Wednesday, September 30, 2009

Chunk 3, question 3, 5th response

From what I could find, steganography is a way of hiding data within another piece of data. Some people may confuse steganography with cryptography, but in reality these two methods are very different. While cryptography is used to make something unreadable to a third party, steganography’s goal is to hide data from a third party completely, much more private that cryptography. The one thing that is most scary about steganography than anything else is the fact that an ordinary person is not supposed to know that it exists, so someone could be planning the next major terrorist attack right in front of our eyes and we would have no idea or defense mechanism against it.
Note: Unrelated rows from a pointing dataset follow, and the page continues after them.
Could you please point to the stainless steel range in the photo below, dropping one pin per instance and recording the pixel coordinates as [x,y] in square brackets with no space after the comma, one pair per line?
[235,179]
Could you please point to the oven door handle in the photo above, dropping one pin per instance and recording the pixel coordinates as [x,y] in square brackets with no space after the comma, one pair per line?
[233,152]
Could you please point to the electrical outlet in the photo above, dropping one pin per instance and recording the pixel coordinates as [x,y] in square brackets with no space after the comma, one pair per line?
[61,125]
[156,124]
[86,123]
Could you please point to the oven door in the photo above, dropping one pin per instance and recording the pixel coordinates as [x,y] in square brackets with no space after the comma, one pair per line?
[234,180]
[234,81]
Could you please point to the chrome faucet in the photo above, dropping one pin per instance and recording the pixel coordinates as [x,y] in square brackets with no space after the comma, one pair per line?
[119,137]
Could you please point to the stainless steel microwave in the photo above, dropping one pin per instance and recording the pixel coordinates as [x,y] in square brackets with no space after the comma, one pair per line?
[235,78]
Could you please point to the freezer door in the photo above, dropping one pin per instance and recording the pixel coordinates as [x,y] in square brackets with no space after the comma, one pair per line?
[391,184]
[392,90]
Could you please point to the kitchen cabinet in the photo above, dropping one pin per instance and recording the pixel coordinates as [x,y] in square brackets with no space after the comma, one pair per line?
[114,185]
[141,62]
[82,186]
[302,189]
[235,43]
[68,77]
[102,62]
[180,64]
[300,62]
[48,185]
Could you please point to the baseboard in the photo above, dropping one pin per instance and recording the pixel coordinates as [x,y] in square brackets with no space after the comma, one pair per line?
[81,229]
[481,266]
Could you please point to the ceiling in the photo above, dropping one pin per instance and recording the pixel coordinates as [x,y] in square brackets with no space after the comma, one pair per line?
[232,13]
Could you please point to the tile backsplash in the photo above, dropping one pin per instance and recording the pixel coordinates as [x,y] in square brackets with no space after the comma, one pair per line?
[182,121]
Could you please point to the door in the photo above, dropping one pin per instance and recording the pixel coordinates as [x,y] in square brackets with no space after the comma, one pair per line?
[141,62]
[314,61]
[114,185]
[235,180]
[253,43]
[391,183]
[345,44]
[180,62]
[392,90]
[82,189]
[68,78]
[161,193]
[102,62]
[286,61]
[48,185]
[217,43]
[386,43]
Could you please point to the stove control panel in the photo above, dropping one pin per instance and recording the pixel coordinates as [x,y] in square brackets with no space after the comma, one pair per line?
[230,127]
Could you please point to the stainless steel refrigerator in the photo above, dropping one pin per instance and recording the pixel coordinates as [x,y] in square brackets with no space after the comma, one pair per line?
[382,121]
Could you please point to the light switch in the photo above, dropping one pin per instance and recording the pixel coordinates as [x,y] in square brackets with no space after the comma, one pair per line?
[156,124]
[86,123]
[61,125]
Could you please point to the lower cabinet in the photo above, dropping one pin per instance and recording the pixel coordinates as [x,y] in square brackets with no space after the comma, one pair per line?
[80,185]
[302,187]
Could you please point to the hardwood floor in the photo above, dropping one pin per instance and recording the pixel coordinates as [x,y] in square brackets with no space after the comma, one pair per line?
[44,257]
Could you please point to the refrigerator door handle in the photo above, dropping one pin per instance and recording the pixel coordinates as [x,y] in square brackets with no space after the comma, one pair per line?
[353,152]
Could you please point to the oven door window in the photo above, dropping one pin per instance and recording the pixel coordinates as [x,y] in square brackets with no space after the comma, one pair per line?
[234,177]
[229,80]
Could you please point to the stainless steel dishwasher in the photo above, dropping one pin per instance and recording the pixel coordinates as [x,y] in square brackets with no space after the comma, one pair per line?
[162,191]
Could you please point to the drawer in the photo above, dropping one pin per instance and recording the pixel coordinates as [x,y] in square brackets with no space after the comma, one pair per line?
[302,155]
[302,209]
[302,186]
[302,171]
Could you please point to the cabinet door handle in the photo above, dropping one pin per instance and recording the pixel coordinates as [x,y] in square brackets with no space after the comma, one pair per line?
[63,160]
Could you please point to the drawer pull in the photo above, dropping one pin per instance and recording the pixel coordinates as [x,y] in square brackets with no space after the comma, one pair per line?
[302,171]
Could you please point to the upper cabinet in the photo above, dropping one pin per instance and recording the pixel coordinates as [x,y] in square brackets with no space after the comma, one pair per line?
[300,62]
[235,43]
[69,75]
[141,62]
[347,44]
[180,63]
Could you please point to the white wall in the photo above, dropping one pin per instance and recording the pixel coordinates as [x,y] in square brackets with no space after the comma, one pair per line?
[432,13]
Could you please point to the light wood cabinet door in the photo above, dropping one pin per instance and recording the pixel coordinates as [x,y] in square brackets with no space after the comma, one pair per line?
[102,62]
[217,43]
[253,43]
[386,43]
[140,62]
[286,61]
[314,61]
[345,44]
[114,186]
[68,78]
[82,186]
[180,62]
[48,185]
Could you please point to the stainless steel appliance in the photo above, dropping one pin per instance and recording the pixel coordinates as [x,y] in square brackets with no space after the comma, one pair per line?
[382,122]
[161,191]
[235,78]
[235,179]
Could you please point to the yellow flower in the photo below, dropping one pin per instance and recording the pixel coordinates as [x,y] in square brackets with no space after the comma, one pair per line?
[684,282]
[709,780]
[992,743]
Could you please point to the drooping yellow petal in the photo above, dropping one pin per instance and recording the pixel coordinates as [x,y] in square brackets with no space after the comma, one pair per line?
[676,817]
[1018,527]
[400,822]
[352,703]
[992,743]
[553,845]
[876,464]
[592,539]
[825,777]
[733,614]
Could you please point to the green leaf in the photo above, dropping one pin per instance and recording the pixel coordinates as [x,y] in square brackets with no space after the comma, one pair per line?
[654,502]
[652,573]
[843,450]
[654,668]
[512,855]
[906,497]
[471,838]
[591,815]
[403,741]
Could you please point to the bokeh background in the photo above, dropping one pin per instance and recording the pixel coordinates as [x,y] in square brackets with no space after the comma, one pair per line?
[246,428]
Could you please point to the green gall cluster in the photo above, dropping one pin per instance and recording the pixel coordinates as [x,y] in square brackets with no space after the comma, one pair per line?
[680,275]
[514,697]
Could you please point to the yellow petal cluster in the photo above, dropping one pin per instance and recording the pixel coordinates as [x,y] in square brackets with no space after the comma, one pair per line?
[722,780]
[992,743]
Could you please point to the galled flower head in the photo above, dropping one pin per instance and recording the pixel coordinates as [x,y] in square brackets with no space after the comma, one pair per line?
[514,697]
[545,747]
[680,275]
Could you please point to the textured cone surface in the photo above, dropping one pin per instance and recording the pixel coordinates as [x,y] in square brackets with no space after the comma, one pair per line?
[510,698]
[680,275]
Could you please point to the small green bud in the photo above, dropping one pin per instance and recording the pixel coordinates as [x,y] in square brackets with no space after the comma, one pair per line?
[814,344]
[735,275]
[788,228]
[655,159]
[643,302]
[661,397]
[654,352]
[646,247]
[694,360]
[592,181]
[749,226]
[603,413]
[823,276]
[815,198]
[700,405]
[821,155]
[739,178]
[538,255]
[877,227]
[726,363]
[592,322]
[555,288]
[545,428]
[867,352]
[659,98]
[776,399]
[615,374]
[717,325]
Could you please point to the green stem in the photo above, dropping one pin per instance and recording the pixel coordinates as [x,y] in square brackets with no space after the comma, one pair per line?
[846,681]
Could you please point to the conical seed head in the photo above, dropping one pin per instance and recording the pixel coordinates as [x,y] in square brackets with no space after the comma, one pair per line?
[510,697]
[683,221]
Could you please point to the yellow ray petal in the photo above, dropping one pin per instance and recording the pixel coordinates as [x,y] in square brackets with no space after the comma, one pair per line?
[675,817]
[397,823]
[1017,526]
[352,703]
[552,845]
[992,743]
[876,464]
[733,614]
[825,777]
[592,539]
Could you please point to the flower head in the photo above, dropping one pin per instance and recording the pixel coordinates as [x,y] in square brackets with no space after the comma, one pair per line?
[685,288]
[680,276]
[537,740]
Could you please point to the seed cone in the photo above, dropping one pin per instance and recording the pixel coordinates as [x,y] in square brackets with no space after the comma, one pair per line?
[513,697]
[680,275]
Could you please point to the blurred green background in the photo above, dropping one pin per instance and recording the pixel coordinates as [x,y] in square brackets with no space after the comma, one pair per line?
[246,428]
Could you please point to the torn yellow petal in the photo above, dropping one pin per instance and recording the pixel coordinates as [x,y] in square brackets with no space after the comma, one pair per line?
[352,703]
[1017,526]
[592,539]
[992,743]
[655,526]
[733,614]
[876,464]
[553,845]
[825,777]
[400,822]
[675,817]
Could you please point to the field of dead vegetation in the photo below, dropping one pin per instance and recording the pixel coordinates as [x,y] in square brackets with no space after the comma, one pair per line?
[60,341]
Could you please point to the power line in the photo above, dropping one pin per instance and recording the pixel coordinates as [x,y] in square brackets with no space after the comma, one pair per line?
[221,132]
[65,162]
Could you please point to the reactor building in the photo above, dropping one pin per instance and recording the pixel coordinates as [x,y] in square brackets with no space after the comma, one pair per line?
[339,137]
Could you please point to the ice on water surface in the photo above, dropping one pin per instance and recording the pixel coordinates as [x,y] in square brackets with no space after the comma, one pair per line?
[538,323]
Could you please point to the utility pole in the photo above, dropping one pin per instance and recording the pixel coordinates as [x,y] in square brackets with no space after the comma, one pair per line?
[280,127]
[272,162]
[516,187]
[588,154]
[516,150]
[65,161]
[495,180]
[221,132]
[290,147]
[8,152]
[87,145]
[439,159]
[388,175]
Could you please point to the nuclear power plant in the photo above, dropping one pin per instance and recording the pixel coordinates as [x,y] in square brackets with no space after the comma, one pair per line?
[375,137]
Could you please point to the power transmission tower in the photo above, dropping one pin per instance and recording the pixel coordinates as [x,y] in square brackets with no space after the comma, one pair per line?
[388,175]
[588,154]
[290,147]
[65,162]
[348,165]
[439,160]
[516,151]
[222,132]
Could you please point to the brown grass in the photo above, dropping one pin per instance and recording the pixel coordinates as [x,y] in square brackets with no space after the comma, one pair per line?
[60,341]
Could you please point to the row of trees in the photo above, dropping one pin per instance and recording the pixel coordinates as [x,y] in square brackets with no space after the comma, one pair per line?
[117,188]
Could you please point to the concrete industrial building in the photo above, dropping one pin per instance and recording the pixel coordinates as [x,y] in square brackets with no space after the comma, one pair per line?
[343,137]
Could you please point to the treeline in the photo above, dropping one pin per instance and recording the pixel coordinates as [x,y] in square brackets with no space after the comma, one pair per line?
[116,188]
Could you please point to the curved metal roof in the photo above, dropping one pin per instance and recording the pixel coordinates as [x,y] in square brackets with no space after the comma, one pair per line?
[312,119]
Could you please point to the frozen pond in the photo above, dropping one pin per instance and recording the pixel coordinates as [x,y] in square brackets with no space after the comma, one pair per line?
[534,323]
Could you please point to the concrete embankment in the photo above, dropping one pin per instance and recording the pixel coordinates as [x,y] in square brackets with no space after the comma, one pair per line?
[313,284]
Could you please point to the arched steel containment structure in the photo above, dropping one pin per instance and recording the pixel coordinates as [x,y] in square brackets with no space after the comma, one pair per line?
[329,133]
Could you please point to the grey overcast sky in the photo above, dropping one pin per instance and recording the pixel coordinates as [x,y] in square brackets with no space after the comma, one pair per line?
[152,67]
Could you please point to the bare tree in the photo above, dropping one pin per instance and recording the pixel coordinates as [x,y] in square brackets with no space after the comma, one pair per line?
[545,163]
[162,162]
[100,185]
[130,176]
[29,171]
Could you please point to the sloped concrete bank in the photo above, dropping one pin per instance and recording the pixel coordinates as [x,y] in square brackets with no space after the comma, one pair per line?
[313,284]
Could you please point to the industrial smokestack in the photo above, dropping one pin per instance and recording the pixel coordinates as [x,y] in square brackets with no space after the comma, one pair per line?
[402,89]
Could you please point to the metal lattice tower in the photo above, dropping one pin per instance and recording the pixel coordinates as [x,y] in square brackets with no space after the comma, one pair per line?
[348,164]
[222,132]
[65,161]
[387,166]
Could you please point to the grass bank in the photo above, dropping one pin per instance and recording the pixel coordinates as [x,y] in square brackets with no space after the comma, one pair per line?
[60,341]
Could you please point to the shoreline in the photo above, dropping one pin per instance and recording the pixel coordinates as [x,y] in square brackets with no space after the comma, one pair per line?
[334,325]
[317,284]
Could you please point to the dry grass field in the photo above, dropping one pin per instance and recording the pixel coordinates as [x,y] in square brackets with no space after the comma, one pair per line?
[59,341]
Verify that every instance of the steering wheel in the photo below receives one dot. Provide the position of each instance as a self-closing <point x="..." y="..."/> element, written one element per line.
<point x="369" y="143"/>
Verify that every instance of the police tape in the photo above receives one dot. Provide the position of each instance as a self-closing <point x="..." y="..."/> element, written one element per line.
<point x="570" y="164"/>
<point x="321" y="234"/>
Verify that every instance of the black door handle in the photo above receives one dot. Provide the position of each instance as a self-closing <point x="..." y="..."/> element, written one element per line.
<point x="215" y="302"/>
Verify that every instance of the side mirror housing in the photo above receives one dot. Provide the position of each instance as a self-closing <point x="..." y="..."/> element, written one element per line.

http://www.garykessler.net/library/fsc_stego.html
In the book, Chumbo describes his way of using steganography. He says that using iPods to hide information and transfer potentially harmful information is very useful because a person is a lot less likely to check an iPod for steganography that they are to check a laptop or something else much bigger than an iPod. I was very confused on how he might achieve this because I am not 100% sure what Chumbo says he puts on these iPods. Does he just put songs in a particular order that signify a message, or does he record other things and just put it on an iPod? I believe that Chumbo is using steganography to tell people, or at least lead people on, about where the containers are and what is inside of them, but I don’t think he tells anyone the truth, and in reality, he is the only one who knows about the containers.
Steganography could have very easily been used in the planning of the 9/11 attacks, and since this is a post 9/11 book, I find it very hard to believe that a concept like steganography finding its way into Gibson’s book is a coincidence.